The supports tonight are local bands The False Peak and Pifco, the latter supplying a lot of fun and energy mainly from the drummer Anna Reed, as they dove through a set of indie rock, throwing in a cover of Britney Spears’ “Toxic”. Kind of reminded me of Bad News, but in a good way. The 2 piece outfit Pifco were a revelation. A distillation of No Wave, crackling with tension and atonal grooves, howling and hollering with intent, the songs exploding out of steel traps like missives from a war zone, delivered like their lives depended on it, and in between songs, barely a whispered murmur from singer Steve, while drummer Mary impatiently kicks into the next song like there’s no time left and this is important so let’s just get on with it shall we. I don’t doubt it. Brilliant


Gina Birch and her two warrior women Jenny Green and Marie Marlei (dubbed The Unreasonables), backing her up with beats and sounds and twangs, part Pussy Riot, and riot of colour, put on a show leaning heavily on her latest album, songs expressing her feminist ideals and grappling with what it is to be a woman. Songs like “Feminist Song” and “I Am Rage” where she is a ‘bubbling burning cauldron’ of the stuff. The possible seriousness of the lyrics is always delivered with a wonderful sense of the absurd, and celebration is more the order of the day, as if to say we can talk about these issues but let’s never forget to have fun while we’re doing it.

After final song “I Play My Bass Loud”, in which all 3 women are fittingly playing the bass, the band come back on for a riotous rendition of “Lola”, which The Raincoats turned into a lesbian anthem all those years ago, all delivered with so much fun, and tonight there’s no exception, as Gina pointed out that it was so nice to see so many young women out tonight, and its partly down to her that so many did.
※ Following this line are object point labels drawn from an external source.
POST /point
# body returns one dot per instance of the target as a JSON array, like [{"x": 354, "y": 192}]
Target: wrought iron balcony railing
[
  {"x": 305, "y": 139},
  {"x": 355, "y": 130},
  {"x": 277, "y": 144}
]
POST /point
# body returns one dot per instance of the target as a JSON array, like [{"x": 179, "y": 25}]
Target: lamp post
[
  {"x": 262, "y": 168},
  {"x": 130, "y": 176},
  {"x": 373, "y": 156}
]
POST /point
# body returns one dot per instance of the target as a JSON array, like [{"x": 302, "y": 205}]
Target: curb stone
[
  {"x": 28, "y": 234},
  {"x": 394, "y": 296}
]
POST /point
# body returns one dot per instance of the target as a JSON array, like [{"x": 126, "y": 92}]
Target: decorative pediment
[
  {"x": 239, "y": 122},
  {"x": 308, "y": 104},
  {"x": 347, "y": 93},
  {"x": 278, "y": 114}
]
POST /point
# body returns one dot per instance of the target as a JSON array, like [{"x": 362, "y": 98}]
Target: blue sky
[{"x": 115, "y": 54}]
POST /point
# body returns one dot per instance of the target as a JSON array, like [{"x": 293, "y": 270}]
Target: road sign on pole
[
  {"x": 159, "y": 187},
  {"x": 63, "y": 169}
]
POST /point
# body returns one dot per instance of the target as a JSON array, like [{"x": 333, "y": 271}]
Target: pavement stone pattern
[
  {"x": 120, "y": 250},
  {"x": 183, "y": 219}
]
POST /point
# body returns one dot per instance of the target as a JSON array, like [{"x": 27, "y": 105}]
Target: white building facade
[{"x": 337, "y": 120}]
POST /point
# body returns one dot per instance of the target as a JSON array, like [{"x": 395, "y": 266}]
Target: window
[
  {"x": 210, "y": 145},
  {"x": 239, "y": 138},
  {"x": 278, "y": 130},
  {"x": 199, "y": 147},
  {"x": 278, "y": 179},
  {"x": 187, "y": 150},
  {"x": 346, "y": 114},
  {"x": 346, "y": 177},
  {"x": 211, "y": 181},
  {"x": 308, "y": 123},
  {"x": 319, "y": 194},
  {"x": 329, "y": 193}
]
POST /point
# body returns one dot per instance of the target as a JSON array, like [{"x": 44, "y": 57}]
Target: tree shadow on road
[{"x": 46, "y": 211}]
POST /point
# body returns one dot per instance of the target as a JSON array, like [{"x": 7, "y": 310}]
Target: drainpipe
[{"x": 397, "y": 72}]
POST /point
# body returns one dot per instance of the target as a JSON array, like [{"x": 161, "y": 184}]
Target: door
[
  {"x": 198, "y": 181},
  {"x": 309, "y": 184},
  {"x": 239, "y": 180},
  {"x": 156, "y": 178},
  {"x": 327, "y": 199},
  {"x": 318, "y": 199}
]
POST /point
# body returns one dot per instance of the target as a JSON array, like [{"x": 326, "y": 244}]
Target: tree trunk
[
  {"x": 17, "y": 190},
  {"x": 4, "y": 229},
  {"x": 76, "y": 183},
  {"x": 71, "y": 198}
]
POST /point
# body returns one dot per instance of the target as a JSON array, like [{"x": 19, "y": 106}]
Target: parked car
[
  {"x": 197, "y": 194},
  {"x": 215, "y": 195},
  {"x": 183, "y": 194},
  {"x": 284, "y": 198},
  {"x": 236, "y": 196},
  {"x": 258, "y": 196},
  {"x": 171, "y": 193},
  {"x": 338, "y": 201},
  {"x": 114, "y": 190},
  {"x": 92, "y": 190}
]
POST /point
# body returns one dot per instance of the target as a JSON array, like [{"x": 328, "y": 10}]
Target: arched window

Gina Birch is a legend, and I don’t use that phrase lightly. We need more like her in our lives because we would be more enriched and happier for it. Bassist and singer with the wonderful Raincoats, whose clever, dub inspired grooves soundtracked my journey from boy to (wo)man, and finally releasing her first solo album after all this time, we find more of the same infectious dub inspired grooves from the woman who claims to be ‘a city girl…a warrior’, and who can certainly play her bass loud.

She stands up on stage flanked by her gang and turns the whole of the Brudenell, which tonight is a living example of inclusive humanity, into a dancing swirl of happiness and love.